Not only is there a lack of consensus about when to use drug monitoring, there is also a continuing debate about how the results should be interpreted and when it should lead to a change in therapy. A change could mean giving the drug more often, adding a helper drug (a co-therapy), or moving to a different drug. It could also be decided to do nothing for one or more treatment cycles and measure again.

These decisions should be made by taking all the available information into account and talking to the healthcare team. Clinicians may consult consensus statements from expert panels or colleagues or rely on their own experience to make recommendations.

The Twist: Drug Antibodies

With certain biologics, especially the anti-TNF medications, some people can develop antibodies to the drug. This is an immune response to the drug. It could have some bearing on how treatment is continued or changed. Having antibodies to a drug could mean that the drug is working less effectively to treat the disease. It could also mean that an adverse event may occur when taking the drug, such as an allergic reaction. In some cases these adverse events may be serious.

When there are antibodies but the trough level is good, there might not be any reason to make a change. However, if anti-drug antibody levels are found to be high, there might be a reason to reconsider the medication because it might also be associated with a loss of response.

Cost-Effectiveness of Drug Monitoring

One argument about the use of drug monitoring is the associated cost. Monitoring drug levels sounds like a good idea, and because it’s a blood test it's something that can be done quickly and easily for most patients. However, it may or may not be cost-effective to monitor drug levels proactively—that is, outside of the times when it's considered most useful or necessary (such as after induction).

On the one hand, monitoring drug levels and antibodies closely might help predict when a loss of response could be likely. Acting to make a change to therapy before it stops working could save the costs associated with a flare-up, such as hospitalizations or even surgery. On the other hand, monitoring could be expensive for patients and insurance companies. Repeated testing during remission might not yield any answers and yet still incur the same cost.

The American Gastroenterological Association (AGA) does have guidelines on therapeutic drug monitoring in patients with IBD. However, many large insurance companies do not follow these guidelines or have a policy in place regarding drug monitoring. That means in some cases the insurance company might refuse to cover the cost of the test.

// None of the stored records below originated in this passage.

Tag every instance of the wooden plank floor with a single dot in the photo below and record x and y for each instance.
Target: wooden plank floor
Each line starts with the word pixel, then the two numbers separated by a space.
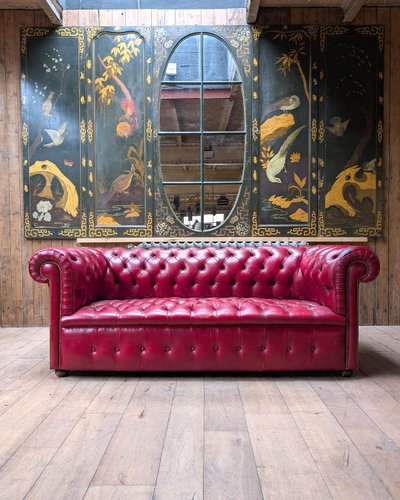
pixel 102 436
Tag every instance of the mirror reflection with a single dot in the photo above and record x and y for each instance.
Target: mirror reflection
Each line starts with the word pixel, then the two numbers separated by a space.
pixel 179 108
pixel 184 63
pixel 218 61
pixel 202 132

There are several different factors that could affect the cost of the test, but in many cases it could be between $200 and $300 in the United States.

It may be necessary for the healthcare team to file paperwork and make phone calls in order to get the test covered by insurance. When discussing the test with an insurance company, it may be helpful to reference the AGA guidelines. It may also be helpful for healthcare providers to address the many studies that have shown therapeutic drug monitoring to be cost-effective.

Even after putting these measures into place, it may still be that patients are responsible for part of the cost of the test. Calling the insurance company’s phone number (which is found on the back of the insurance card) will help in getting more information about policies in regards to drug monitoring.

A Word From Verywell

If therapeutic drug monitoring seems confusing, that’s because it is. Even prominent IBD specialists disagree on how it should be used, in which patients, and what the results mean. However, there is evidence that drug monitoring can be a cost-saving measure, especially in the long term. Those with IBD will want to ask their healthcare providers about drug monitoring, how often it’s needed, and how and where it might be done. The insurance company may have a preferred provider for drug monitoring tests, which means that it could be necessary to work with that lab to get the blood drawn and sent out to the appropriate lab.

In some cases, it may take persistence on the part of the healthcare team to ensure that insurance covers the cost, or part of the cost, of the test. However, it may be worth the time and energy to work with the insurance company because drug monitoring may prove helpful in making therapy choices.